The biblical story of Exodus is a foundational narrative in many black diasporic spiritual traditions. The story of the Jews’ redemption from Egyptian slavery represents a powerful allegory for the promise of freedom from captivity in the New World. Zora Neale Hurston’s 1939 novel, Moses, Man of the Mountain, for example, is a typological reading of Exodus that translates the historical context of the narrative and transforms it by incorporating black American folklore and African-derived storytelling and religious traditions.

“Many men could climb mountains. Anyone could bring down laws that had been handed to them. But who can talk with God face to face?” Hurston asks, “Who has the power to command God to go to a peak of a mountain and there demand of Him laws with which to govern a nation? What other man has ever seen with his eyes even the back part of God’s glory? Who else has ever commanded the wind and the hail? The light and darkness? That calls for power, and that is what Africa sees in Moses to worship.”

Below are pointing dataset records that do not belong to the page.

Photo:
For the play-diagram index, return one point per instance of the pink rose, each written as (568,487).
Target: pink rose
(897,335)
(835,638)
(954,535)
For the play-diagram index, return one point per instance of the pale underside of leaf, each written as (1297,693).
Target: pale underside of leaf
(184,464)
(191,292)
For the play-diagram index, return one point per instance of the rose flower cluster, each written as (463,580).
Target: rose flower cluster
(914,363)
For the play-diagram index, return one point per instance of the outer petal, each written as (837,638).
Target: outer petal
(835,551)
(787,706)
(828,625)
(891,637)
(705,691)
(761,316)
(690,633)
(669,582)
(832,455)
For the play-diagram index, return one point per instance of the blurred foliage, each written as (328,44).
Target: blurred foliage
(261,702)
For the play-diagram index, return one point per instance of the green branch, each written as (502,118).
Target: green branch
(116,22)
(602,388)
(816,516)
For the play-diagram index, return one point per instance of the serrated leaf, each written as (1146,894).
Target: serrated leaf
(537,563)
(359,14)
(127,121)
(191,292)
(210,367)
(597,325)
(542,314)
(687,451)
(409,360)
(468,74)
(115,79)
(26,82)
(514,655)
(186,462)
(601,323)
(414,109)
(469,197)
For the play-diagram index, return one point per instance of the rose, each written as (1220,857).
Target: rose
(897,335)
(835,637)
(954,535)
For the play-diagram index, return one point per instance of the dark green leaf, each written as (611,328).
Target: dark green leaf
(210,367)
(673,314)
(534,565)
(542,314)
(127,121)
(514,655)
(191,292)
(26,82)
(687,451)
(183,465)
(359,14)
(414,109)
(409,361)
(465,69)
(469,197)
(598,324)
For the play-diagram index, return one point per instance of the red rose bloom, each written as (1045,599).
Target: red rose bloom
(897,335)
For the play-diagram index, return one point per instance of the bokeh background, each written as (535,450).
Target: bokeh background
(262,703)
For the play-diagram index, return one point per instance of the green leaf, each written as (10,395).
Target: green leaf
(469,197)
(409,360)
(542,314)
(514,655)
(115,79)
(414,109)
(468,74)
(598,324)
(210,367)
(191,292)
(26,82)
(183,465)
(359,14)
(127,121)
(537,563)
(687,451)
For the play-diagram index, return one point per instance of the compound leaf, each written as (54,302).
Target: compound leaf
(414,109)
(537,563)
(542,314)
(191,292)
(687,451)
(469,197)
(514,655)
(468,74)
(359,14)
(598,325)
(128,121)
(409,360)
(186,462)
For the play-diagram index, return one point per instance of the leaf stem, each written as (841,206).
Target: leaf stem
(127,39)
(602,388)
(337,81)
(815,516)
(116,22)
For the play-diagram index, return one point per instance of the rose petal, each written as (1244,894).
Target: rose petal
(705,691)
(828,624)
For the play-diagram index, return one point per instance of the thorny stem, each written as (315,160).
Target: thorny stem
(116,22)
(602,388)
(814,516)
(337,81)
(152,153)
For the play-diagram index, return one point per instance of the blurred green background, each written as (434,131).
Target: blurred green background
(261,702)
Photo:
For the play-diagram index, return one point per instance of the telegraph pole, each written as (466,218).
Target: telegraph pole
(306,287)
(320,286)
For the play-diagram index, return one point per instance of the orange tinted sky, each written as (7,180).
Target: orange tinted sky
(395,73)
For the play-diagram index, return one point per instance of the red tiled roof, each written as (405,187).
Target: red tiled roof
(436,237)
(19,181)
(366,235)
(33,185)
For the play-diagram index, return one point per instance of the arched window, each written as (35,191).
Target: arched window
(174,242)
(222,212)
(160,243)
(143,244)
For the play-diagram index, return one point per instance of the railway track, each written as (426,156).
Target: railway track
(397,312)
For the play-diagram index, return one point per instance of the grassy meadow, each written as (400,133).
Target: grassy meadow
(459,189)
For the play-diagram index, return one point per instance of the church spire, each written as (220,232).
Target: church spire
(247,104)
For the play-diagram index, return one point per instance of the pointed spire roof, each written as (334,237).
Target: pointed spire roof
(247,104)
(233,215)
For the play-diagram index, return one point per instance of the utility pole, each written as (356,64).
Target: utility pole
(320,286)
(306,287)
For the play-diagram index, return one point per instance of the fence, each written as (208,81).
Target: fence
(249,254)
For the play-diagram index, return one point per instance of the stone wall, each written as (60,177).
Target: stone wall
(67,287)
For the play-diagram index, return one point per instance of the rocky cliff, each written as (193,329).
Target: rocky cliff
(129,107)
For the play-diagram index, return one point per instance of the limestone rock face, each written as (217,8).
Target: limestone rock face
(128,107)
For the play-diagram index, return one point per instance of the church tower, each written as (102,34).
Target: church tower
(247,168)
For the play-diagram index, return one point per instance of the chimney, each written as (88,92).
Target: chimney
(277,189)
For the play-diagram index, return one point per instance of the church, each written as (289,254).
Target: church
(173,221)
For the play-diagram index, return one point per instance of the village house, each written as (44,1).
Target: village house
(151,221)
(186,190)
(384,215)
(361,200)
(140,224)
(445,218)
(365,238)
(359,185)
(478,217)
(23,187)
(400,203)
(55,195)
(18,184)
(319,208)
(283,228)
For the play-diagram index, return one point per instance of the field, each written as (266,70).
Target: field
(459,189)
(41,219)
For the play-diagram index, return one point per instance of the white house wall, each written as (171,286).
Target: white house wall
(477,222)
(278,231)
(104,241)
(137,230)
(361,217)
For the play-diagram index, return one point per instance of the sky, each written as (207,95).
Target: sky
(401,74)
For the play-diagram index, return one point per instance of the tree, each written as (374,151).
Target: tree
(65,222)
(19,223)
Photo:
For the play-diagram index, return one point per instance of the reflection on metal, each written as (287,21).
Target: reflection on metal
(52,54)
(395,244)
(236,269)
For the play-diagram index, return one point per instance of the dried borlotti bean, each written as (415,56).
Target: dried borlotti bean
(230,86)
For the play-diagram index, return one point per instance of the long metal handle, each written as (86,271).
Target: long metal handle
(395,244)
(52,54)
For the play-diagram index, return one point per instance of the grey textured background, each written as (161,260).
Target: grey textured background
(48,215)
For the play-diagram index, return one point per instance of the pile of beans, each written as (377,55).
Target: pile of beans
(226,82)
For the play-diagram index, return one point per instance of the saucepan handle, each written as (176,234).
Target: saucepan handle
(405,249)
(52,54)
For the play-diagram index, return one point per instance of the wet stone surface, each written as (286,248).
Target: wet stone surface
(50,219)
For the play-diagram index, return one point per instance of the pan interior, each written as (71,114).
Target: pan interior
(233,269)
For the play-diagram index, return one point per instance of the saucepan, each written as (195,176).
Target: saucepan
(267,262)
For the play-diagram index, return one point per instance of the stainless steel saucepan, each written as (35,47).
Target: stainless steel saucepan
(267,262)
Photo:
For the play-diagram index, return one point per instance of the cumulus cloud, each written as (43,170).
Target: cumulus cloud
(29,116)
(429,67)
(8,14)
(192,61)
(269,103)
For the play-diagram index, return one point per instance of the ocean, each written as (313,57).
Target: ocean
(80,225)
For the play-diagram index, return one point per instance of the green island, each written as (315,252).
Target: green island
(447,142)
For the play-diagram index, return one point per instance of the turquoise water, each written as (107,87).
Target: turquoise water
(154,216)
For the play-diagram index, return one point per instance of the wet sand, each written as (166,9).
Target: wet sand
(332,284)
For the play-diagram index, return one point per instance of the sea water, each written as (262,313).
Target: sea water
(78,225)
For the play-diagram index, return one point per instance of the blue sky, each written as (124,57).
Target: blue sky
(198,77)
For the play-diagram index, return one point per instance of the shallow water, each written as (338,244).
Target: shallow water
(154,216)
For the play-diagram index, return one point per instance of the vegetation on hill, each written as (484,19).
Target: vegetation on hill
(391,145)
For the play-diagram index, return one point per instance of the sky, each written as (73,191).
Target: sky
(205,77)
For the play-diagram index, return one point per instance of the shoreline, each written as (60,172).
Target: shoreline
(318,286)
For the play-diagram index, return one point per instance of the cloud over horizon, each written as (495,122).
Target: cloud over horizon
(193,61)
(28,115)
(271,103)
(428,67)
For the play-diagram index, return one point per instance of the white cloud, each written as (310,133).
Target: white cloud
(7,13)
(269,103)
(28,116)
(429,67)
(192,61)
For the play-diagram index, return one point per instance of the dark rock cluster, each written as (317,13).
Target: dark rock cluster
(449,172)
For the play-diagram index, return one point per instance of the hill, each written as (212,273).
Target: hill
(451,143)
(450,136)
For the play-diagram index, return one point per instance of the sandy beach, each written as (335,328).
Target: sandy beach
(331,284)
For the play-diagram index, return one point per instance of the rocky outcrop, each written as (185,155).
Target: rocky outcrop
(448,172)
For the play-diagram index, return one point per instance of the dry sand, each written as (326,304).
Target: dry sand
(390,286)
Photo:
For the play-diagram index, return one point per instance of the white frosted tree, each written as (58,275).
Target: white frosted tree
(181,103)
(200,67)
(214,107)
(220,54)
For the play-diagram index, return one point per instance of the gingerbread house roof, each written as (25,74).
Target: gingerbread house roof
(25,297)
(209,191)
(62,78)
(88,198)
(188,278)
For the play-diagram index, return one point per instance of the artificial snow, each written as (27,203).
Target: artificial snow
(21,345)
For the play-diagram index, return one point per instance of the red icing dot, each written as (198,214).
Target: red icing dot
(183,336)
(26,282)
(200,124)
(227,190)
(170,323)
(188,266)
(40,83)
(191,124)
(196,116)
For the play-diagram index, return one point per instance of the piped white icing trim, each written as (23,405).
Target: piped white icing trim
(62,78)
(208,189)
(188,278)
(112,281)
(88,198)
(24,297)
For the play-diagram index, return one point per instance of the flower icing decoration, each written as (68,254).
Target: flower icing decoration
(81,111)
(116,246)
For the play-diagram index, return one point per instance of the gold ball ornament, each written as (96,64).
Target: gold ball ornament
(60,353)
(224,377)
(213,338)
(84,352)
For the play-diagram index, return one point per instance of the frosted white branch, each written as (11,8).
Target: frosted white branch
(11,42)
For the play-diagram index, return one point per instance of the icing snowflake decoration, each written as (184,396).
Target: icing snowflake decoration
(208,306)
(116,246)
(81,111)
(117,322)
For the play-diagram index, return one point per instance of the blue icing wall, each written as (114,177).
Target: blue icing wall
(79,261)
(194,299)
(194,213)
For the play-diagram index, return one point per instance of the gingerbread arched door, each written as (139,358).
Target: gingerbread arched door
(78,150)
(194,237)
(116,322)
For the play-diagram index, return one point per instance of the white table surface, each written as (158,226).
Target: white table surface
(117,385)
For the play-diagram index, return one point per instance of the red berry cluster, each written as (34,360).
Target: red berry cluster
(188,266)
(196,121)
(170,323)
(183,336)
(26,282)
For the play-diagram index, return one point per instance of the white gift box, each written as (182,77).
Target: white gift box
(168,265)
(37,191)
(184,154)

Hurston remarks the links between Moses and the premiere god in the Haitian pantheon, Damballa, whose origins lie in West Africa. “So all across Africa, America, the West Indies,” she writes, “there are tales of the powers of Moses and great worship of him and his powers. But it does not flow from the Ten Commandments. It is his rod of power, the terror he showed before all Israel and to Pharaoh, and THAT MIGHTY HAND.”

Spirituals like “Wade in the Water,” “Go Down Moses,” and “Elijah Rock,” deal extensively in the tropes of Exodus. Professional black singers have long had a complex relationships with the spirituals, yet the persistent relevance of the songs still works something like alchemy. Listen to Mahalia Jackson. Her sublime faith transforms historical suffering into something meaningful, lasting–I dare say universal.

This year we’ll be hosting the first night Seder and to accompany the festive meal, I’ve made a playlist of black diasporic spiritual music that deals with slavery, redemption, and the perpetual striving to chant down Babylon–to fight the forms of oppression that still shackle people around the world. Tonight, the Exodus happens to each of us individually. We repeat, as Hurston did, the narrative of enslavement and freedom in order to suffer and survive together, again.